The Telegraph reports that an analysis by the schools inspectorate said that a “higher proportion” of faith schools are failing to meet the standards for leadership and management, as well as teaching children “fundamental British values”.
The latest figures show that 49 per cent of private faith schools inspected by Ofsted were judged as being below good, of which a quarter (26 per cent) were given the lowest possible rating of inadequate.
The schools watchdog said there had been a sharp decline in standards for all smaller, fee-paying schools, but added that this was particularly apparent in faith schools.
Ofsted noted that there is “a lot of variation” within different faith groups, adding that the number of faith schools they inspect has increased in recent years.

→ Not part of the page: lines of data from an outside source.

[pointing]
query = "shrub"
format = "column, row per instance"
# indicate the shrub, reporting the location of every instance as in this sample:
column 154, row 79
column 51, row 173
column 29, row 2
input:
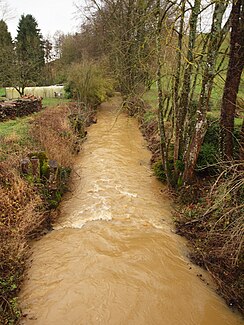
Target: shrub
column 87, row 83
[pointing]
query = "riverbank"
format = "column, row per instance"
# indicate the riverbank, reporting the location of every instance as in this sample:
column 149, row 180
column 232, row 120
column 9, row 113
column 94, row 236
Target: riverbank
column 210, row 214
column 30, row 147
column 113, row 257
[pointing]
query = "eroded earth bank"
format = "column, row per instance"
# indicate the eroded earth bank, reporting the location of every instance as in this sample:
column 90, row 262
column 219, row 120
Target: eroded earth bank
column 113, row 257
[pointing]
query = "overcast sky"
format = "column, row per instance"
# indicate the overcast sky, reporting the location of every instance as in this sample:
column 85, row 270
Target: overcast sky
column 51, row 15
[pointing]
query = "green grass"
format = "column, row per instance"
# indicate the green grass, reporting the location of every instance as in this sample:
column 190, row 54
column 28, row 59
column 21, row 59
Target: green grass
column 2, row 92
column 14, row 136
column 54, row 101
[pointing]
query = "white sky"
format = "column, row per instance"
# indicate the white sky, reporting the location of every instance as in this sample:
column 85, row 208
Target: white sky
column 51, row 15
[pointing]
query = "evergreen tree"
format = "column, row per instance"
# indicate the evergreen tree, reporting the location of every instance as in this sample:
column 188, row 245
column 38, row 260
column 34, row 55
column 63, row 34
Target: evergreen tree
column 29, row 52
column 6, row 54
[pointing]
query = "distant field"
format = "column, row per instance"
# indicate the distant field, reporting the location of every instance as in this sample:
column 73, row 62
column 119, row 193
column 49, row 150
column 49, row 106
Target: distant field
column 2, row 92
column 54, row 101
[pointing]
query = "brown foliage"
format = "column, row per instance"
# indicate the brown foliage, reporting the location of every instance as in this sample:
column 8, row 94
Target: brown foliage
column 20, row 214
column 54, row 132
column 217, row 233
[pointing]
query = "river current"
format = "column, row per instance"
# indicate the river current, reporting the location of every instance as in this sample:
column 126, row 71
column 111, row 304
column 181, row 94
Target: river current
column 113, row 257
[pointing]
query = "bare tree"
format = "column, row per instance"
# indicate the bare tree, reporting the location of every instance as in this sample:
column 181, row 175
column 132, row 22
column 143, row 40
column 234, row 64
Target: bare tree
column 234, row 72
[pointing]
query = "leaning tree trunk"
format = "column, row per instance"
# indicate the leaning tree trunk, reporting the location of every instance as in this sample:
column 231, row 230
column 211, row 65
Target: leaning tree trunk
column 235, row 68
column 200, row 127
column 163, row 144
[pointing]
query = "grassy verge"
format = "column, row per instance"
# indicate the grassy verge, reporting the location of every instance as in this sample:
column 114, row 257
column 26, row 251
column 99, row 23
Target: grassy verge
column 211, row 212
column 50, row 102
column 26, row 201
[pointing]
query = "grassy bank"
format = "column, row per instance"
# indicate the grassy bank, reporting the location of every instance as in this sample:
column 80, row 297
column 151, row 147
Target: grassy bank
column 26, row 200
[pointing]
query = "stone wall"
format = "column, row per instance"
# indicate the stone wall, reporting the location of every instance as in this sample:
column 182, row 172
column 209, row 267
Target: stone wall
column 21, row 107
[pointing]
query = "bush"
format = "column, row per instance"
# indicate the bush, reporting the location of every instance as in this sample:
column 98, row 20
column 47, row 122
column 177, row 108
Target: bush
column 87, row 83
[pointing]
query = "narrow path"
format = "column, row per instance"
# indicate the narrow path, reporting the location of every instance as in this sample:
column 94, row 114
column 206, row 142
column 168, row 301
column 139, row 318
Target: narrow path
column 113, row 258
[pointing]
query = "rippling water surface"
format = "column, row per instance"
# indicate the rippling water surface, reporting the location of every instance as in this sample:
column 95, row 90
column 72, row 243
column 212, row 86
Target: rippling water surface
column 113, row 257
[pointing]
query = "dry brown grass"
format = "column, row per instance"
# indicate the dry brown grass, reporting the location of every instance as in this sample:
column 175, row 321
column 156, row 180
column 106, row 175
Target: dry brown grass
column 20, row 214
column 55, row 134
column 217, row 232
column 22, row 208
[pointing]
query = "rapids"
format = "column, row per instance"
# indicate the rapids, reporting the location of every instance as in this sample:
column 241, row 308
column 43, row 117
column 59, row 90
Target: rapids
column 113, row 257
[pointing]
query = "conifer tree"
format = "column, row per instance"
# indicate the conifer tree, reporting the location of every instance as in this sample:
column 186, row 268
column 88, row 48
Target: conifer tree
column 29, row 53
column 6, row 54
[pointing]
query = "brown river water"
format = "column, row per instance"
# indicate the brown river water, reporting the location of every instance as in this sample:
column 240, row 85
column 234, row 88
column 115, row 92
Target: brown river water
column 113, row 258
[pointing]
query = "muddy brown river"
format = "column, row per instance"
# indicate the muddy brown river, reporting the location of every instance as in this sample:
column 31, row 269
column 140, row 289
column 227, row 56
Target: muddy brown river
column 113, row 258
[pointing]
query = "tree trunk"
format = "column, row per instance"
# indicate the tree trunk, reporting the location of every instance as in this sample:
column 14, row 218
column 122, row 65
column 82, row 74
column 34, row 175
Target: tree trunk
column 185, row 93
column 197, row 134
column 163, row 144
column 235, row 68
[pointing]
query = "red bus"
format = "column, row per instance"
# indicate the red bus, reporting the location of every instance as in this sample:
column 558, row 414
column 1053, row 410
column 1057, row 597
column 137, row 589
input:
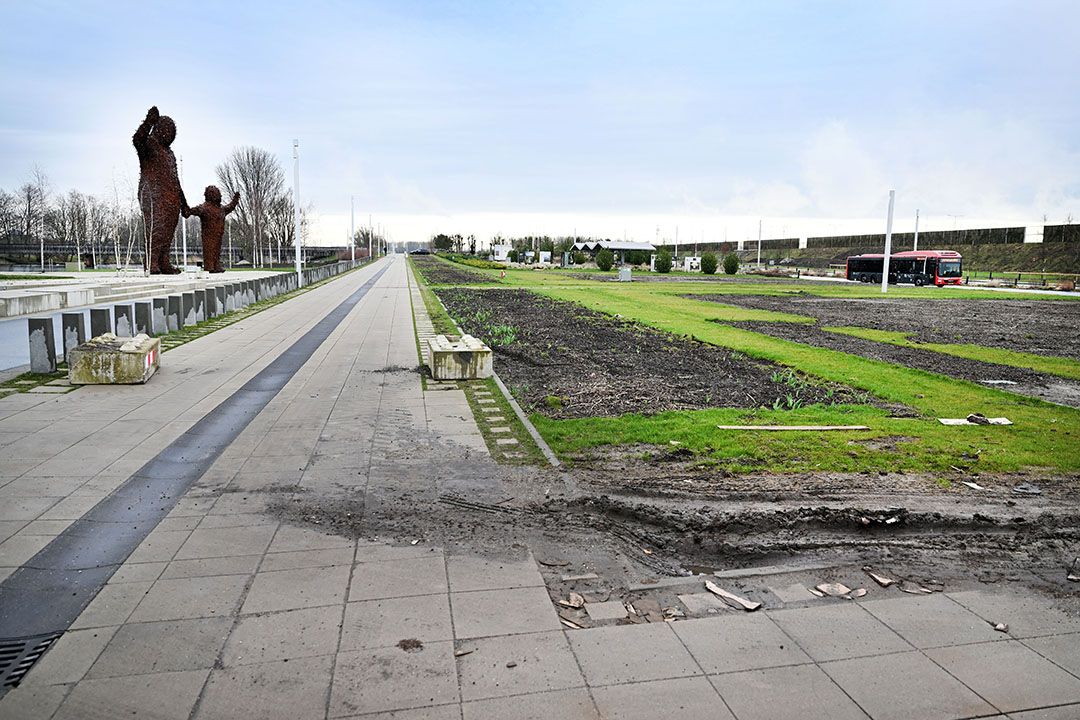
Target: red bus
column 917, row 267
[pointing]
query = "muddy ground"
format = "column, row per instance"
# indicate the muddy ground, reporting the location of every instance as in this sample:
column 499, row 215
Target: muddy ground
column 1043, row 327
column 571, row 362
column 437, row 272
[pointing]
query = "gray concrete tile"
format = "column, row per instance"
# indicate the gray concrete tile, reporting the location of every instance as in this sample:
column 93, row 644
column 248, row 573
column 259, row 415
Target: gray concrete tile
column 514, row 665
column 1026, row 616
column 322, row 558
column 785, row 693
column 278, row 636
column 682, row 698
column 241, row 565
column 294, row 690
column 69, row 657
column 486, row 613
column 190, row 597
column 631, row 653
column 835, row 632
column 226, row 542
column 288, row 589
column 1061, row 649
column 392, row 679
column 738, row 642
column 480, row 573
column 181, row 644
column 161, row 696
column 558, row 705
column 112, row 605
column 932, row 621
column 905, row 685
column 1009, row 675
column 385, row 623
column 416, row 575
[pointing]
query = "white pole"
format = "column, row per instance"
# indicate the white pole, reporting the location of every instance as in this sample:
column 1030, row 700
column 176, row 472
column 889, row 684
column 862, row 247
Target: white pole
column 184, row 223
column 759, row 243
column 888, row 244
column 296, row 209
column 916, row 246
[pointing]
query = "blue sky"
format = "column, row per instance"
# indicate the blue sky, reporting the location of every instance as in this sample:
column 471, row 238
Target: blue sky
column 550, row 117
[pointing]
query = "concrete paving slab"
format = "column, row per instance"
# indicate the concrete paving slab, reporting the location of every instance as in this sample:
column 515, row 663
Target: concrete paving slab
column 1009, row 675
column 738, row 642
column 905, row 685
column 836, row 632
column 632, row 653
column 786, row 693
column 682, row 698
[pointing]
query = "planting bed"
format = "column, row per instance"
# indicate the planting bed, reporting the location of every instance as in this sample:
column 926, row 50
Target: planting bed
column 1042, row 327
column 568, row 362
column 440, row 272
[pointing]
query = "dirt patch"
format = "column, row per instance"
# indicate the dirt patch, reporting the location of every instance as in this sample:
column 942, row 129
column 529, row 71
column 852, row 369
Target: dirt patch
column 569, row 362
column 1015, row 380
column 1042, row 327
column 440, row 272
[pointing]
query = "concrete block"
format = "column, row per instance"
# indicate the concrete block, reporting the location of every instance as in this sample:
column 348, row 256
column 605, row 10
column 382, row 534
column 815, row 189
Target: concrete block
column 144, row 313
column 73, row 328
column 124, row 315
column 42, row 344
column 464, row 358
column 188, row 308
column 174, row 317
column 100, row 321
column 159, row 323
column 111, row 361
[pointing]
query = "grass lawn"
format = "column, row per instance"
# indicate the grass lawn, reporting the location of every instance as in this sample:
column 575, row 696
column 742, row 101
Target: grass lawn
column 1044, row 436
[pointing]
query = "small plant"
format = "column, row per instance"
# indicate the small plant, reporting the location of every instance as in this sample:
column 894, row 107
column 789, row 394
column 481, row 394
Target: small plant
column 730, row 263
column 709, row 263
column 664, row 261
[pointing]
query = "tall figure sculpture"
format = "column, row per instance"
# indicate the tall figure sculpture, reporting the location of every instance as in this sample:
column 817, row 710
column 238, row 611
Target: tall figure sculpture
column 160, row 194
column 211, row 216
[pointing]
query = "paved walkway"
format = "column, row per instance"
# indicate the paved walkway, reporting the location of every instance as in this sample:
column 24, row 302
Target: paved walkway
column 227, row 611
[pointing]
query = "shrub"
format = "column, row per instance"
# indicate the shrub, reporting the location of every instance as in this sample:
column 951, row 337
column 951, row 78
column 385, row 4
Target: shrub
column 709, row 263
column 731, row 263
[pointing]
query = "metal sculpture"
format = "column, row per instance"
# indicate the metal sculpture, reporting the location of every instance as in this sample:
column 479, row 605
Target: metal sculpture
column 212, row 216
column 160, row 194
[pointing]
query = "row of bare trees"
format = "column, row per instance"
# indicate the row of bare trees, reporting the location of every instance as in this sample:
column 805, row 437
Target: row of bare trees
column 96, row 230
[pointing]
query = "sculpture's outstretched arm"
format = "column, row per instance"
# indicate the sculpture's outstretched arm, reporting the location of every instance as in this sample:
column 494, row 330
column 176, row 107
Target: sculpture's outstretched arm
column 143, row 134
column 232, row 205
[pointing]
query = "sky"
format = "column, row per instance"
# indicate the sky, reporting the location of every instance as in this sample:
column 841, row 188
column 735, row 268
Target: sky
column 613, row 119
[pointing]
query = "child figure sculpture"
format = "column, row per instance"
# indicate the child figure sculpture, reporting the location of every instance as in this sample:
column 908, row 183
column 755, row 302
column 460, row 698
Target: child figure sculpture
column 211, row 216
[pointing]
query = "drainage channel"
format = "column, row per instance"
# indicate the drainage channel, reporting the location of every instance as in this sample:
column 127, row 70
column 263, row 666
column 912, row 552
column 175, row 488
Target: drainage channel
column 41, row 599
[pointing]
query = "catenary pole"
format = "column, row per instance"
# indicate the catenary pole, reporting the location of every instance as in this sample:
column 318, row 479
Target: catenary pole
column 888, row 243
column 296, row 209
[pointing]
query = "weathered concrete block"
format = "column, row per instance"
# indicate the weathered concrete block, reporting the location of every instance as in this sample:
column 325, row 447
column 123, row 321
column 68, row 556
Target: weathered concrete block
column 159, row 322
column 111, row 361
column 124, row 315
column 73, row 329
column 188, row 308
column 144, row 312
column 175, row 315
column 42, row 344
column 100, row 321
column 450, row 358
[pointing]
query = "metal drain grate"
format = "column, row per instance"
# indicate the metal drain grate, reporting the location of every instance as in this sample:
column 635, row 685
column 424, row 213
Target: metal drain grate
column 17, row 656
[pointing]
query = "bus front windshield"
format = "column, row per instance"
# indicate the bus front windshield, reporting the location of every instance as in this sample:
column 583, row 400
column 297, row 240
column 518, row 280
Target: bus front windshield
column 948, row 269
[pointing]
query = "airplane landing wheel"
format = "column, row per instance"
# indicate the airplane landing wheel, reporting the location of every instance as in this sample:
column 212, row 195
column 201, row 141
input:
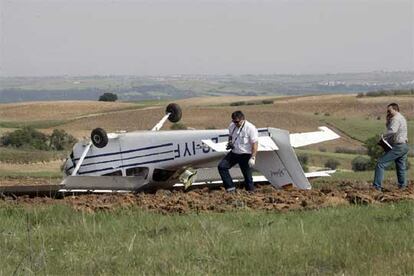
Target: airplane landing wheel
column 99, row 137
column 175, row 111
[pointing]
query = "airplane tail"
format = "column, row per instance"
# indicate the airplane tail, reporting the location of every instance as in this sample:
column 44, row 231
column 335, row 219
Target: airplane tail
column 281, row 167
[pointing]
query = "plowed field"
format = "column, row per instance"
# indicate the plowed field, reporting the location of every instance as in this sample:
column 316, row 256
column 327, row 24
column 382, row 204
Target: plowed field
column 217, row 200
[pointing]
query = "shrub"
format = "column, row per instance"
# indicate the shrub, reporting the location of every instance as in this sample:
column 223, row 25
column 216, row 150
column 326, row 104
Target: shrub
column 360, row 163
column 359, row 150
column 237, row 103
column 60, row 140
column 108, row 97
column 322, row 149
column 332, row 163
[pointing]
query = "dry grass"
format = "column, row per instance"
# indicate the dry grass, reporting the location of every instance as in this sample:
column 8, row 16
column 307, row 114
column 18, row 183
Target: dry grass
column 60, row 110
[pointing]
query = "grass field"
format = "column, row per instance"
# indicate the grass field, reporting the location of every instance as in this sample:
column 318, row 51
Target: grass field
column 357, row 240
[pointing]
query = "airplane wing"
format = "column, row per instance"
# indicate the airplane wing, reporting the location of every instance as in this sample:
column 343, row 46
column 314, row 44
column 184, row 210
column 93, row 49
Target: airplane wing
column 265, row 144
column 308, row 138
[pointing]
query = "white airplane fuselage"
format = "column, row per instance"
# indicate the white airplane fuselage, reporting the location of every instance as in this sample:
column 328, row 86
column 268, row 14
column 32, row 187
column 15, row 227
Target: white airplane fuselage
column 130, row 152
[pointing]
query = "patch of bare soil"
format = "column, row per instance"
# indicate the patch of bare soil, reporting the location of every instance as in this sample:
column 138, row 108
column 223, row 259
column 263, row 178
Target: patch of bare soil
column 217, row 200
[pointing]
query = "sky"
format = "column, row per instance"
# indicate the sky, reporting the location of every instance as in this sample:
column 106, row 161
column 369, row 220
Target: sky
column 154, row 37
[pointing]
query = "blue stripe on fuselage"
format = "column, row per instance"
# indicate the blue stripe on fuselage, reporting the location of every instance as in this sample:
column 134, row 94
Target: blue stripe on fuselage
column 129, row 165
column 129, row 158
column 127, row 151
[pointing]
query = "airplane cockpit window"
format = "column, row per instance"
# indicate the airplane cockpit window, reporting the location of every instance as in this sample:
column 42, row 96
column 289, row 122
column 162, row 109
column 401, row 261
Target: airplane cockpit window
column 162, row 175
column 115, row 173
column 137, row 171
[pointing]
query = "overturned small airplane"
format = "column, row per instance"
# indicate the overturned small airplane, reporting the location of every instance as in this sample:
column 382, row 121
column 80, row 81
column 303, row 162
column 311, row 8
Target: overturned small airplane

It said it now inspects Christian and Muslim schools which were previously inspected by the Bridge Schools Inspectorate (BSI) which shut down in 2015.
Ofsted took over inspecting dozens more faith schools, after the former chief inspector of schools, Sir Michael Wilshaw said that the BSI was failing to identify “warning signs of extremism and radicalisation in school settings”.
Ofsted said that of the 39 former BSI schools it has inspected in the past two years, 28 have been judged either inadequate or requires improvement. “The inspection of these schools has caused a far larger fall in the proportion judged good or better than would otherwise have been expected,” the report said.